Lo que peor he llevado es que nos separaran casi tres horas al nacer, no haber podido hacer el piel con piel con mi hijo y no haber visto la cara de su padre al verle por primera vez. Creo que es una espinita que siempre se me quedará clavada.
A las tres semanas a mi hijo le diagnosticaron una cardiopatía congénita y volvió a ingresar tres días en el mismo hospital. Justo cuando empezaba a ver la luz volví a derrumbarme. Fueron tres días horribles. Ingresó en neonatos. Su padre y yo podíamos estar con él las 24 h del día pero en neonatos estás en un box y tienes que dormir en una butaca reclinable. Las noches fueron horribles. Yo en la butaca intentando dormir con mi hijo en brazos porque en la cuna se despertaba en cuanto le dejabas. Y todo ello rememorando el calvario que había pasado tres semanas atrás.
Al cumplir el mes volvió a ingresar en el Hospital de La Paz para operarle. Estuvo casi un mes ingresado. Fue también muy duro pero la operación salió muy bien, y aunque el postoperatorio fue lento, se recuperó completamente. Es curioso como tengo un buen recuerdo de este hospital, aun habiendo pasado momentos muy duros, y sin embargo, cada vez que tengo que ir al hospital en el que nació me entra una enorme ansiedad. Para mí la diferencia está en cómo nos atendieron en uno y en otro.

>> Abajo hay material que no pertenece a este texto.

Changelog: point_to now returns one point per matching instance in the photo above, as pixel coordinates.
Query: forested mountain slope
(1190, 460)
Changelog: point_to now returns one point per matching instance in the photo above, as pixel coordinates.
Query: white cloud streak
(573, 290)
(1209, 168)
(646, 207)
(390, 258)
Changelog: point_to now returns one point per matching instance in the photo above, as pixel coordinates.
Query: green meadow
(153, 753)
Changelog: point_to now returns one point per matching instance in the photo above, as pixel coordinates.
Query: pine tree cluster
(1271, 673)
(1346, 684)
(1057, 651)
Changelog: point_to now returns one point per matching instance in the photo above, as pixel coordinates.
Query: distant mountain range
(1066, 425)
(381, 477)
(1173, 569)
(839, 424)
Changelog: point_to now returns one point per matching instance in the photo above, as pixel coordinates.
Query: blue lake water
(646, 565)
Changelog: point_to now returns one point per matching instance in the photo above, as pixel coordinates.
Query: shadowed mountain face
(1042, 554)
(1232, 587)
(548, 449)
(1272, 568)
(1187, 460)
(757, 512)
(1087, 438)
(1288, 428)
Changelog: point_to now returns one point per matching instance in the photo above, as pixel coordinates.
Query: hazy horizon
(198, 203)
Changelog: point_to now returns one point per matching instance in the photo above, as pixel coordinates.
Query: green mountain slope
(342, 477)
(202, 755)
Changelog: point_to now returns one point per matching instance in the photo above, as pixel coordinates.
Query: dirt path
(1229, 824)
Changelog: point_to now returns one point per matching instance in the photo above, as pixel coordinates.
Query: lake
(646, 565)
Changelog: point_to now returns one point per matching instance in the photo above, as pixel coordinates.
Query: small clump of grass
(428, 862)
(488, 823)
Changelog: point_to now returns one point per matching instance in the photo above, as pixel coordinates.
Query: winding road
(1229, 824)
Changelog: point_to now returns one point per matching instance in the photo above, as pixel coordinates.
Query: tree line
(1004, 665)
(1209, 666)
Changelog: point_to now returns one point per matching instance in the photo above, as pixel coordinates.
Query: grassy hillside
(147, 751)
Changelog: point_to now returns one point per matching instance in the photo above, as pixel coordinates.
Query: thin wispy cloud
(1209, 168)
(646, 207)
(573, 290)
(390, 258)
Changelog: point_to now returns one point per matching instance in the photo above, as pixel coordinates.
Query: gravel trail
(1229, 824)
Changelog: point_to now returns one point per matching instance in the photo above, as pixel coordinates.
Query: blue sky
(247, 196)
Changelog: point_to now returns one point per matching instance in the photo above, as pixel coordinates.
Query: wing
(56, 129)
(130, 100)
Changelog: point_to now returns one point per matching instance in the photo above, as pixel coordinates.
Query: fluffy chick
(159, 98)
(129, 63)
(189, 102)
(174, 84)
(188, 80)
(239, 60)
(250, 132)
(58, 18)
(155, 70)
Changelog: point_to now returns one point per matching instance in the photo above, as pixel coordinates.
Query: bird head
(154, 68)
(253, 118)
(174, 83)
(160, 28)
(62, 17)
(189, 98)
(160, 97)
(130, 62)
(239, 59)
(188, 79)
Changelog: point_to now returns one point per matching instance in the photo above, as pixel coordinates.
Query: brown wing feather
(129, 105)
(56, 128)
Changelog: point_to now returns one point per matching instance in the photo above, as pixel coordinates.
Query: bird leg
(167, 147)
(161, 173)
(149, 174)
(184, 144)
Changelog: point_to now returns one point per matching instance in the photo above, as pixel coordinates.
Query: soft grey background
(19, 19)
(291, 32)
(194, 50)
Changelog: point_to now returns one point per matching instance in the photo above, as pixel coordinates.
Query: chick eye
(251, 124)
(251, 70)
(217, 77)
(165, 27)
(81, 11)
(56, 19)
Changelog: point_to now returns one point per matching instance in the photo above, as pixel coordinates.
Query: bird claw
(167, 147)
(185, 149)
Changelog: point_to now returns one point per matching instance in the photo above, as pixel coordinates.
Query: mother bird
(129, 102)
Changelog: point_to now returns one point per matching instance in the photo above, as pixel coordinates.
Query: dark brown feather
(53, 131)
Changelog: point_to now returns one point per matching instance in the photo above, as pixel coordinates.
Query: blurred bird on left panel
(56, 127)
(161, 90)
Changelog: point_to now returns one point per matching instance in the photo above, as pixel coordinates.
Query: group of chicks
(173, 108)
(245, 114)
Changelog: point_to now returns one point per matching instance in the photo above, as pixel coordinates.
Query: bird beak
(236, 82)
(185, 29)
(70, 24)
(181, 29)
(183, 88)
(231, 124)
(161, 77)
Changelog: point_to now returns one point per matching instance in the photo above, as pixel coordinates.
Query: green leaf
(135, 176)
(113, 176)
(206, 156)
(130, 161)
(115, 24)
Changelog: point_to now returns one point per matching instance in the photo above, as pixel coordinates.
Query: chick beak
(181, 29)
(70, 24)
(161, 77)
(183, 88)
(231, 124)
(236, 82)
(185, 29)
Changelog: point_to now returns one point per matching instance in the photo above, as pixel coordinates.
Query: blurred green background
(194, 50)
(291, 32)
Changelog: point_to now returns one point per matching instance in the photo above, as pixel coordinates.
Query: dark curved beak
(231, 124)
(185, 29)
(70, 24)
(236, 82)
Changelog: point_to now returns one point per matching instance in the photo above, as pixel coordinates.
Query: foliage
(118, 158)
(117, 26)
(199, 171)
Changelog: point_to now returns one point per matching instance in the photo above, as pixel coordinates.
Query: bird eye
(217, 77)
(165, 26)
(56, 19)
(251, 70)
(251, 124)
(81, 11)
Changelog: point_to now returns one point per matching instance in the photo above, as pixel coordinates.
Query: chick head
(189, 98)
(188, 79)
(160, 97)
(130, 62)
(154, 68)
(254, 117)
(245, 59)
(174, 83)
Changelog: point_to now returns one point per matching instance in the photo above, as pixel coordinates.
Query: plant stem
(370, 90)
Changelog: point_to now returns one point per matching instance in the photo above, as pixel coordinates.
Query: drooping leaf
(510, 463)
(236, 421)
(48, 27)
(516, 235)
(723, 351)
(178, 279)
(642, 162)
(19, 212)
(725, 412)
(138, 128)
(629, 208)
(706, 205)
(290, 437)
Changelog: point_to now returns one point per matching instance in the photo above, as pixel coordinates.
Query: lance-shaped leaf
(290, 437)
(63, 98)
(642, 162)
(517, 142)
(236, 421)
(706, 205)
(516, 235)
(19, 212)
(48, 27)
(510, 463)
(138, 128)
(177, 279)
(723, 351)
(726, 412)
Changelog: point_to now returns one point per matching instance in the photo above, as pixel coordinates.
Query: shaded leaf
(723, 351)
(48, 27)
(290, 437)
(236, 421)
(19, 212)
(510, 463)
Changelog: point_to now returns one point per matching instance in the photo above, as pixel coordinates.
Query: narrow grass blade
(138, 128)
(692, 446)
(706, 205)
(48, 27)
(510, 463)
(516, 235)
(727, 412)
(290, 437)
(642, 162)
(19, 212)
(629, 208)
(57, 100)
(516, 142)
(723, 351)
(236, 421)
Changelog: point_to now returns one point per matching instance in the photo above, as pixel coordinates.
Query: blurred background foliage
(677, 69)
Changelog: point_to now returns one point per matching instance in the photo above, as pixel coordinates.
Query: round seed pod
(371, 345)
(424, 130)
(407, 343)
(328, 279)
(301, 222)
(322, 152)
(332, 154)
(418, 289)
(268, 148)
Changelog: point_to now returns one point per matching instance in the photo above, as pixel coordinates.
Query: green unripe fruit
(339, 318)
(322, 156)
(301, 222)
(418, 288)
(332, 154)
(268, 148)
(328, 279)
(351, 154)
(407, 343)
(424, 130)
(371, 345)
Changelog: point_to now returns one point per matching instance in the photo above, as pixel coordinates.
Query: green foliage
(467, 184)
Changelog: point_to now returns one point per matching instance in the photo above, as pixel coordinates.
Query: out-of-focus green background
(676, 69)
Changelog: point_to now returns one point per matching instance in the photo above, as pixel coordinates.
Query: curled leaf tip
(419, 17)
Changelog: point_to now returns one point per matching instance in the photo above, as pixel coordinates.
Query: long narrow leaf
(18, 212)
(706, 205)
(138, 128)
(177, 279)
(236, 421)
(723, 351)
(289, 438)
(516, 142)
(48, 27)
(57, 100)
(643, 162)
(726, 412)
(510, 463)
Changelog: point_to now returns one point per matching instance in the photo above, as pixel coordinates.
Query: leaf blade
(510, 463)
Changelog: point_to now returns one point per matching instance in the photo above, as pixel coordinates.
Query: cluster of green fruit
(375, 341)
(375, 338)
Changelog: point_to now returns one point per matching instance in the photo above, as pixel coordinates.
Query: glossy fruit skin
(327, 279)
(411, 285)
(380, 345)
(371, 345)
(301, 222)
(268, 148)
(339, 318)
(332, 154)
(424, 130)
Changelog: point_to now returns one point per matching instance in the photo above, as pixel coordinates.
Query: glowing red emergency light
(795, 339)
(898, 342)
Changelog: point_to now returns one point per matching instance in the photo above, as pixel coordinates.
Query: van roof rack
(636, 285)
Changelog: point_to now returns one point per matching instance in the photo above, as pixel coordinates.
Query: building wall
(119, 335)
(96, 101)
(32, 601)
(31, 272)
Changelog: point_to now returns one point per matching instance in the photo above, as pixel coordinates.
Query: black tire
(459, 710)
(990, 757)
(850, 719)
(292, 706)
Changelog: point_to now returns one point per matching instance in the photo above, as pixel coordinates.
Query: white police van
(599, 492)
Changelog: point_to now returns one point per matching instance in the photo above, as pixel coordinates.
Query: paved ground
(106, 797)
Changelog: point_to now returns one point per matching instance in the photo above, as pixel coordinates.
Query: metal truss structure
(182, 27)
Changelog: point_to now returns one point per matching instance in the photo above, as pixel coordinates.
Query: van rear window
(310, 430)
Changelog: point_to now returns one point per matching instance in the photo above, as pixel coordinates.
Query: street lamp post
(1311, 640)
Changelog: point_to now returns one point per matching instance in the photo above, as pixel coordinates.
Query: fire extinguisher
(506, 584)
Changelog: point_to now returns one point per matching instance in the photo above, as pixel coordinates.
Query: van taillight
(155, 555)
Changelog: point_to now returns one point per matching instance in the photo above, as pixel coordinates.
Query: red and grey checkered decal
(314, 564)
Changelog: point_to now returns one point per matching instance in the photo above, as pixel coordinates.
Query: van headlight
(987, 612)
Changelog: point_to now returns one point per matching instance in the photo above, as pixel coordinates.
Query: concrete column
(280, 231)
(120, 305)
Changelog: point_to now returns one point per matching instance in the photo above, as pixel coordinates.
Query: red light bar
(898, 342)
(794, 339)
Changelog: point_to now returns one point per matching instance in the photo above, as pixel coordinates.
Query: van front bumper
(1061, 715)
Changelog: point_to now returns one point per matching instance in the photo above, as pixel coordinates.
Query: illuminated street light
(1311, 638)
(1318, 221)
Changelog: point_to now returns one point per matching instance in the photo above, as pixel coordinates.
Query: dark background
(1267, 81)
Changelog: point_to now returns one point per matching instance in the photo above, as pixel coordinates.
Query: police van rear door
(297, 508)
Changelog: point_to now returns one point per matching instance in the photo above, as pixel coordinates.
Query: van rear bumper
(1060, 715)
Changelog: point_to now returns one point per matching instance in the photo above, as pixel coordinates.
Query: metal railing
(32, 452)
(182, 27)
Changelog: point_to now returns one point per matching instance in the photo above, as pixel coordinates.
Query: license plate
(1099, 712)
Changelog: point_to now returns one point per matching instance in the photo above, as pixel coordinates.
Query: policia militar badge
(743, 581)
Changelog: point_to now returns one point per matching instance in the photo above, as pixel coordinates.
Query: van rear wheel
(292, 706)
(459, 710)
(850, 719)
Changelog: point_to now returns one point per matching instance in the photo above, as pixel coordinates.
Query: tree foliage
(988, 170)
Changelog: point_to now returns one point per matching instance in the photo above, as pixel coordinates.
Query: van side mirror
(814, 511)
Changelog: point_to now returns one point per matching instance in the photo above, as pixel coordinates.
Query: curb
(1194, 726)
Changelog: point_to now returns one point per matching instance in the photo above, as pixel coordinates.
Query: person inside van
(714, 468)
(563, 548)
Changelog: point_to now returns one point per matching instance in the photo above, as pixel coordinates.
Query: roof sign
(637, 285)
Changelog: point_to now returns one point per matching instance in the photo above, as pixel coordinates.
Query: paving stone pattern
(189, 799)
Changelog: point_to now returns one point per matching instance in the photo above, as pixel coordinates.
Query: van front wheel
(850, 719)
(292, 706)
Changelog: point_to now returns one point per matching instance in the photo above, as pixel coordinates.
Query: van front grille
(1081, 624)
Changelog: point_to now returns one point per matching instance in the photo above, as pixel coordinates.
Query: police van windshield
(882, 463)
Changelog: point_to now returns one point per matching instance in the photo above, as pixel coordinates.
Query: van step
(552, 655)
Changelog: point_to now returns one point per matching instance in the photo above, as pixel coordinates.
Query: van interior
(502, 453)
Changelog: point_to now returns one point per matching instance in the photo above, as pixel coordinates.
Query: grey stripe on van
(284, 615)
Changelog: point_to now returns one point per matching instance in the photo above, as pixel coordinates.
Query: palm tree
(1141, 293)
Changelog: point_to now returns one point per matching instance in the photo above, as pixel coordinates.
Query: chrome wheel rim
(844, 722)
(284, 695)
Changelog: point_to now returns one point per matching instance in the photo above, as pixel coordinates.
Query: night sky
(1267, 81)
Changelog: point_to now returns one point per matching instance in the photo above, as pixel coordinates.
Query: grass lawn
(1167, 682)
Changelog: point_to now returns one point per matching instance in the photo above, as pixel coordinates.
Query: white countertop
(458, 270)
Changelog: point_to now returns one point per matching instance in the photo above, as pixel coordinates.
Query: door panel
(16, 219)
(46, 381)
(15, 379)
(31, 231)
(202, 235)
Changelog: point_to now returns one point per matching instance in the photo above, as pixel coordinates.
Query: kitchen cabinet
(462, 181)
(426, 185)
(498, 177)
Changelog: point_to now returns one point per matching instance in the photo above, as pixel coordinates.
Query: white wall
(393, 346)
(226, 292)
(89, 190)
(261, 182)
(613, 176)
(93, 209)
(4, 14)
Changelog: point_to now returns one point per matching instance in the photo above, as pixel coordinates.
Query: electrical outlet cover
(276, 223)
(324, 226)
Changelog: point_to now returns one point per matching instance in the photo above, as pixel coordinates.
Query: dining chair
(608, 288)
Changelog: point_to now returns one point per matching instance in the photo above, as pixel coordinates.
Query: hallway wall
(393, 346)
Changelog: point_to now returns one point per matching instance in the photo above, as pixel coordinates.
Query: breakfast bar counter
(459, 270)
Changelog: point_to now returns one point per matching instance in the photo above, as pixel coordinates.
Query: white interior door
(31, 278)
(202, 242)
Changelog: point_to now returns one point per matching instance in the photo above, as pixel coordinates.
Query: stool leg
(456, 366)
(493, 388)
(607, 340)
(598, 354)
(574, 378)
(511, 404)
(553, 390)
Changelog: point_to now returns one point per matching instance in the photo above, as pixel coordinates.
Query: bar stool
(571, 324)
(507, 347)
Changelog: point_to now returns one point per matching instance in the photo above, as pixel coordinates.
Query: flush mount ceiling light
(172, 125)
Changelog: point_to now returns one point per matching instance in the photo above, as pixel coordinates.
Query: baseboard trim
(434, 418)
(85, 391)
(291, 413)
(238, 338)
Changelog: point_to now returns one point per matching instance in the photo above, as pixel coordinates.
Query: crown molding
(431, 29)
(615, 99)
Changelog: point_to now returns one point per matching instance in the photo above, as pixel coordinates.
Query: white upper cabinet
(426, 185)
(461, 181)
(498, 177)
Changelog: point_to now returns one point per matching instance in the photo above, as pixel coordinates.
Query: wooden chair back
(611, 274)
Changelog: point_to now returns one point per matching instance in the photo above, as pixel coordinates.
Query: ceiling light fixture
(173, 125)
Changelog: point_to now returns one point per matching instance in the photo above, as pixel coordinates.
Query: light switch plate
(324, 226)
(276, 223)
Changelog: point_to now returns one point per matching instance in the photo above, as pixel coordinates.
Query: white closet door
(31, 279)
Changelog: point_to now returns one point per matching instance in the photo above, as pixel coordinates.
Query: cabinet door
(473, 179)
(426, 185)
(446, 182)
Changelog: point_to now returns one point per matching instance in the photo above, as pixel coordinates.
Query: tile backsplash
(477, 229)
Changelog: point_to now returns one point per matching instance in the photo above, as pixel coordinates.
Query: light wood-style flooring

Mis dos primeros meses como madre fueron puro sufrimiento, pero mi hijo volvió a nacer después de la operación. Fue nuestra oportunidad para volver a empezar. Por fin sentí alegría y empecé a disfrutar de él. Ahora es un niño de 9 meses sano y feliz, seguimos con la lactancia materna y mi amor hacía él es el más profundo que he conocido.